Looking at the odds ratio for these variables the most significant results is the absolutely ridiculously huge ratios for the higher tiers of HBa1c and blood glucose levels compared to their base levels. These dramatic practical results explain why these two variables contributed so much to models goodness of fit in spite of their low statistical significance. While the low statistical significance makes it hard to say if these results reflect the overall population, at least in this data set having high glucose and hbA1c is by far the most important factor in determining probability of a diabetes diagnosis. looking at the odds ratios for the age and bmi dummy variables shows the probability of being diagnosed with diabetes climbs exponentially with increases in age and body fat.

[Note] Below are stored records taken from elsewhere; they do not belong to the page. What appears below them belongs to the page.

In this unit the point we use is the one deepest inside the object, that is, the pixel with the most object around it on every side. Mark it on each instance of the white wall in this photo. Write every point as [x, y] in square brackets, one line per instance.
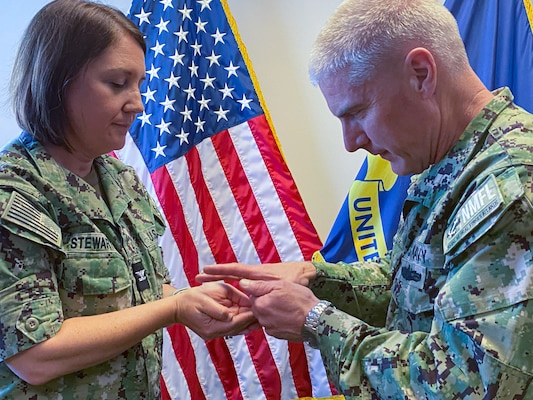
[278, 35]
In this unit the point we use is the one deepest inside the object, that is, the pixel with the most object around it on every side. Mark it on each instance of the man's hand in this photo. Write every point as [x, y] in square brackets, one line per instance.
[214, 310]
[280, 306]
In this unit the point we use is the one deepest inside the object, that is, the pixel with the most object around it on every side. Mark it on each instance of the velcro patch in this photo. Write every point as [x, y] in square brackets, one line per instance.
[477, 208]
[21, 212]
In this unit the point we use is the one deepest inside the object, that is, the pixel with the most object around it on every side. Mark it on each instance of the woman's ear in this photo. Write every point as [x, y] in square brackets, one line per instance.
[421, 70]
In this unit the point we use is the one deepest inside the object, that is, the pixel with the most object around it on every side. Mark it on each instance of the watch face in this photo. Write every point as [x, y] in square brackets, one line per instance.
[310, 328]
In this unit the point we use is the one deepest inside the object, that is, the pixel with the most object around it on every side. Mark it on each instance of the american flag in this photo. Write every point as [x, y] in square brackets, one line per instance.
[205, 149]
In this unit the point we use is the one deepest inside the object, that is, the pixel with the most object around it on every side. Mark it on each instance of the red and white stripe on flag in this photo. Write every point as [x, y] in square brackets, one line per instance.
[206, 152]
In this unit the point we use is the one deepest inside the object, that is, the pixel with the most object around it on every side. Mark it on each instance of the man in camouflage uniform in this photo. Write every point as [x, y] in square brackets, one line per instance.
[448, 313]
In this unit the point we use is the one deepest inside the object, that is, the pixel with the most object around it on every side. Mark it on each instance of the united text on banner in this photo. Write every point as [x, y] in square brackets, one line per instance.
[369, 216]
[205, 148]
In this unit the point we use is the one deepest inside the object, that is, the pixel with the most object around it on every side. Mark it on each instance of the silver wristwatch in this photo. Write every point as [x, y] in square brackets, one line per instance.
[310, 328]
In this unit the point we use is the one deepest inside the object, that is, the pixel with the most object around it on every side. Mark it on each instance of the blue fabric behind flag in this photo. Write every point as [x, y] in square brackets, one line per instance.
[499, 42]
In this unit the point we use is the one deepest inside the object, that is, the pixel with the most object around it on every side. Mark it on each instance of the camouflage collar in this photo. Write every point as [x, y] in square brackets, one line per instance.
[429, 185]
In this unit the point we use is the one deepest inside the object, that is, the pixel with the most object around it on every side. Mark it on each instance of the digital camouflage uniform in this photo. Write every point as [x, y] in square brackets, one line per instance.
[63, 254]
[459, 322]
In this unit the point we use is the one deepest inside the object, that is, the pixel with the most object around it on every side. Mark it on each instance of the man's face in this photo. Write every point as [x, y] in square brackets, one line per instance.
[386, 117]
[102, 101]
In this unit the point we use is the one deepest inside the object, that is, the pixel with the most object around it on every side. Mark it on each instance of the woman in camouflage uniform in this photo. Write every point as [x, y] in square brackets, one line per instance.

Being Diagnosied with hypertension or heart disease both more than double the probability of being diagnosed with diabetes. Males are 35% more likely to be diagnosed with diabetes than females. One somewhat surprising result is that being a smoker actually reduces the likelihood of being diagnosed with diabetes, not exactly thought of as a healthy pastime but the numbers show at least one benefit.